Unió de Pagesos alerta de que aumentar la superficie del cultivo de la Denominación de Origen Cava podría provocar una caída de precios y generar una presión añadida en un mercado que ya se encuentra tensionado. El sindicato apoya la DO Cava, partidaria de mantener las hectáreas actuales de viña, y defiende que hay que centrar los esfuerzos en optimizar los cultivos existentes para sacarle mayor rendimiento.
De hecho, este posicionamiento también queda avalado por el estudio Posibilidades de expansión de la superficie de variedades de uva destinadas a Cava (Gil, Freixa y Jin, 2025), elaborado por la DO Cava, el Centro de Investigación en Economía y Desarrollo Agroalimentario (CREDA), la Universidad Politécnica de Cataluña (UPC) y la Universidad Politécnica de Cataluña (UPC). El estudio expone que de media en el Estado español tan sólo se está aprovechando un 63,2% del potencial productivo de las plantaciones actuales.
El documento también pone de manifiesto que actualmente existe un gran volumen de stock, con 114 millones de botellas de cava almacenadas.
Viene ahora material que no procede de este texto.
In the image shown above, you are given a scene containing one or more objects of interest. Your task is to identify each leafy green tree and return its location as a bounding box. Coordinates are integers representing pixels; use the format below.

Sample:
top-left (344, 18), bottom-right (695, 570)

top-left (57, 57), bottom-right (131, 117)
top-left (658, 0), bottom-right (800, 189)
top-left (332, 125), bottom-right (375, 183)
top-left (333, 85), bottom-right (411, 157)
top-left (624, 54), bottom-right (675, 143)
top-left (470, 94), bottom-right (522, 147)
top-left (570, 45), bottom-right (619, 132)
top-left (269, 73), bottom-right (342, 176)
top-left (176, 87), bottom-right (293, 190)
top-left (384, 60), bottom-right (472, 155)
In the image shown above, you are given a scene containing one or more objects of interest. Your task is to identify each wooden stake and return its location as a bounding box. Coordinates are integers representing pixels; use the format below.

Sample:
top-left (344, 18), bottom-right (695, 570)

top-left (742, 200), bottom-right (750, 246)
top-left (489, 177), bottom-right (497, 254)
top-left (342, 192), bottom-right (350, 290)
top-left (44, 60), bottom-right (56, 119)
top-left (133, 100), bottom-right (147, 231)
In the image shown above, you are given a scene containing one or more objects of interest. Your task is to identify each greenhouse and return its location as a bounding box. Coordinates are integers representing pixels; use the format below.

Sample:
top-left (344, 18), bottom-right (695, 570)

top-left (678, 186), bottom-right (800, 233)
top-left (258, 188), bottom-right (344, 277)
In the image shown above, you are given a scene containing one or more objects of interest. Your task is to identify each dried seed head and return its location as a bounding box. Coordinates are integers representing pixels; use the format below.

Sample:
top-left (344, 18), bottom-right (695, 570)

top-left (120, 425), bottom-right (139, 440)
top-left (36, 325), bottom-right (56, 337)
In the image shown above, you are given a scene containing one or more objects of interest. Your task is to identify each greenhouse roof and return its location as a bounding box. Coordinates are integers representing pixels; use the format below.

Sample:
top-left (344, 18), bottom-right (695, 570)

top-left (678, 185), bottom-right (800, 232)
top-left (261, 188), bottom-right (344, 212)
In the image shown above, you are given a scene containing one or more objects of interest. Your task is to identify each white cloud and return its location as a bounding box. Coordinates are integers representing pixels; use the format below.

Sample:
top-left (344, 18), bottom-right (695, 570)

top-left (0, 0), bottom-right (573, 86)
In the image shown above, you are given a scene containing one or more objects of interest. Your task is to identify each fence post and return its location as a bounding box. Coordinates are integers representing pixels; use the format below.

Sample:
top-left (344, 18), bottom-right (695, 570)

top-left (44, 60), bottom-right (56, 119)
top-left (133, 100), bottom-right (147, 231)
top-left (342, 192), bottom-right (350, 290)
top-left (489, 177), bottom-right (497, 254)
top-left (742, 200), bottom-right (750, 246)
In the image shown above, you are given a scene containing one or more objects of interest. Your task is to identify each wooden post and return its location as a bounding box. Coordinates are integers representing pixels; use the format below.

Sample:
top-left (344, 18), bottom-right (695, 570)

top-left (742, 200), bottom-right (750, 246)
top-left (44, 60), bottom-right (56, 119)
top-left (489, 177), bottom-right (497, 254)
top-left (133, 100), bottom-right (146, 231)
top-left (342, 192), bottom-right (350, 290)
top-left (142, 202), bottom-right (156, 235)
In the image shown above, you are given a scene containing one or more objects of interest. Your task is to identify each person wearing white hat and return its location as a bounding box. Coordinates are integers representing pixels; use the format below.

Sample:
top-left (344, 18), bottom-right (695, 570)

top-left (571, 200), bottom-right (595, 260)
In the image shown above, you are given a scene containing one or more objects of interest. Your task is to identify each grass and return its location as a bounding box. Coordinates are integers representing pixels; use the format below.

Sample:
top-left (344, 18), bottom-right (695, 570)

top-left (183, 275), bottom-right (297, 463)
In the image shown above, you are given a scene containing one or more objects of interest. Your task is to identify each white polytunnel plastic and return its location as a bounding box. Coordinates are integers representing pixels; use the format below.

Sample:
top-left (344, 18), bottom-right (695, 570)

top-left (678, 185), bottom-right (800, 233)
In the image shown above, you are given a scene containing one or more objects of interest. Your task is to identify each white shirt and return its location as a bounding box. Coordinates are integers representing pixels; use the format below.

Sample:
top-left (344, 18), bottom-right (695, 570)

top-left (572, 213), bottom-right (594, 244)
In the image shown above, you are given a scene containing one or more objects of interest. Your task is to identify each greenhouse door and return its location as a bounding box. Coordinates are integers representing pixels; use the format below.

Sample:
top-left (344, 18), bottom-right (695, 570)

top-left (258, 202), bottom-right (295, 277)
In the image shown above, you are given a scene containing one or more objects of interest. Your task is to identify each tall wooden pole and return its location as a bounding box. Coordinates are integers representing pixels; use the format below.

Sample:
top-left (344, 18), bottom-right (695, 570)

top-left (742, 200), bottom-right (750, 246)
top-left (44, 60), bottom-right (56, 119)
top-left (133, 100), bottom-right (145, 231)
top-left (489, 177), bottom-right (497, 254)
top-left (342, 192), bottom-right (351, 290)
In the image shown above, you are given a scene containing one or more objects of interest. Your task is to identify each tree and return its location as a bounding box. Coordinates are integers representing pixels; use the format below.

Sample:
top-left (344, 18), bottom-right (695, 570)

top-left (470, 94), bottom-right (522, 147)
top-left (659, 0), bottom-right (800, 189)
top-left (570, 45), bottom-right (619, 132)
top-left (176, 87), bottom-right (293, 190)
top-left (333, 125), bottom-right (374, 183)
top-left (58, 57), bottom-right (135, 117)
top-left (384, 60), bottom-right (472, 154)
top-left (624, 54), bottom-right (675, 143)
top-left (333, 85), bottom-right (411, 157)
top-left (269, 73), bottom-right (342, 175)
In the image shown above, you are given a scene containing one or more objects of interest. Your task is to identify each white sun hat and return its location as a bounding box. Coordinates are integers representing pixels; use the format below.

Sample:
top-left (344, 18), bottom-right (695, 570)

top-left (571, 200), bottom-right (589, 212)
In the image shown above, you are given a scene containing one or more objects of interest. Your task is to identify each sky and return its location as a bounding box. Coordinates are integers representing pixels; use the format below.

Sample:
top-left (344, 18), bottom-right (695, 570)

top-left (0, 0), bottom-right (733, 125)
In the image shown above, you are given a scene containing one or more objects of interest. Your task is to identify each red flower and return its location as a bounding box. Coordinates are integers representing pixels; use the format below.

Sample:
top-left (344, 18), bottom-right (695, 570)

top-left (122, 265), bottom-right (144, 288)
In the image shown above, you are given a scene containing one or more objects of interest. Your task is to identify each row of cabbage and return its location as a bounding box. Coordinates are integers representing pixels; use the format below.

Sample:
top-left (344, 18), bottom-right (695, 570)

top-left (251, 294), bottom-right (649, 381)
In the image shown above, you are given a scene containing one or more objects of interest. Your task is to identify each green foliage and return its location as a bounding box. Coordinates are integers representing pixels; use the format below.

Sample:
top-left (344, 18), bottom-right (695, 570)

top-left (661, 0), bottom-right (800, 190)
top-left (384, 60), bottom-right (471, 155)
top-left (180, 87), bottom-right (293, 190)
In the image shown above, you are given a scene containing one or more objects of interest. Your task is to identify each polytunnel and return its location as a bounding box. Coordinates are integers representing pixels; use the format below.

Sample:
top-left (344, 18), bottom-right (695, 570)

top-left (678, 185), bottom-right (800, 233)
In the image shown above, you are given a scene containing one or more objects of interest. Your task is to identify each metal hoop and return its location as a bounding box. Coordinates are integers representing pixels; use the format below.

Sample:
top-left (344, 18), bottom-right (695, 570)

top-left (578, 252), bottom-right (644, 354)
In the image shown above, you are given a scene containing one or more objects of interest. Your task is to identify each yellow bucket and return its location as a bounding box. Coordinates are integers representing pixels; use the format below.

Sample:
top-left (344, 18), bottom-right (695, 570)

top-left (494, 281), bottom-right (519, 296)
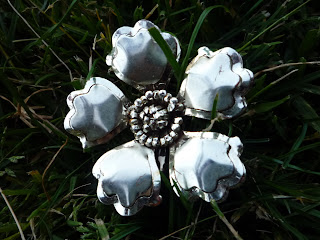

En este contexto, concluye que para poder justificar un incremento del número de hectáreas cultivadas sería necesario que la demanda internacional aumentara un 66% de forma sostenida, un escenario improbable teniendo en cuenta las tendencias actuales del mercado y la pérdida de competitividad.
Por este motivo, Unió de Pagesos advierte que ampliar la superficie de viñedo no sólo provocaría un fuerte bajón de los precios, sino que también saturaría la capacidad de las empresas y bodegas elaboradoras para la acumulación de stock.
La organización agraria considera que para revertir la situación y reducir los stocks, es necesario trabajar para explorar nuevas líneas de comercialización, adoptar estrategias de diferenciación de cara al futuro y fomentar el consumo responsable.
La semana pasada el Ministerio de Agricultura aprobó una resolución que prevé limitar las autorizaciones de nueva plantación en la zona geográfica de la DOP Cava a un máximo de 0,1 hectáreas anuales hasta 2028, una medida que desde Unió de Pagesos se ve con buenos ojos para garantizar la estabilidad del sector y que exista un equilibrio entre la producción.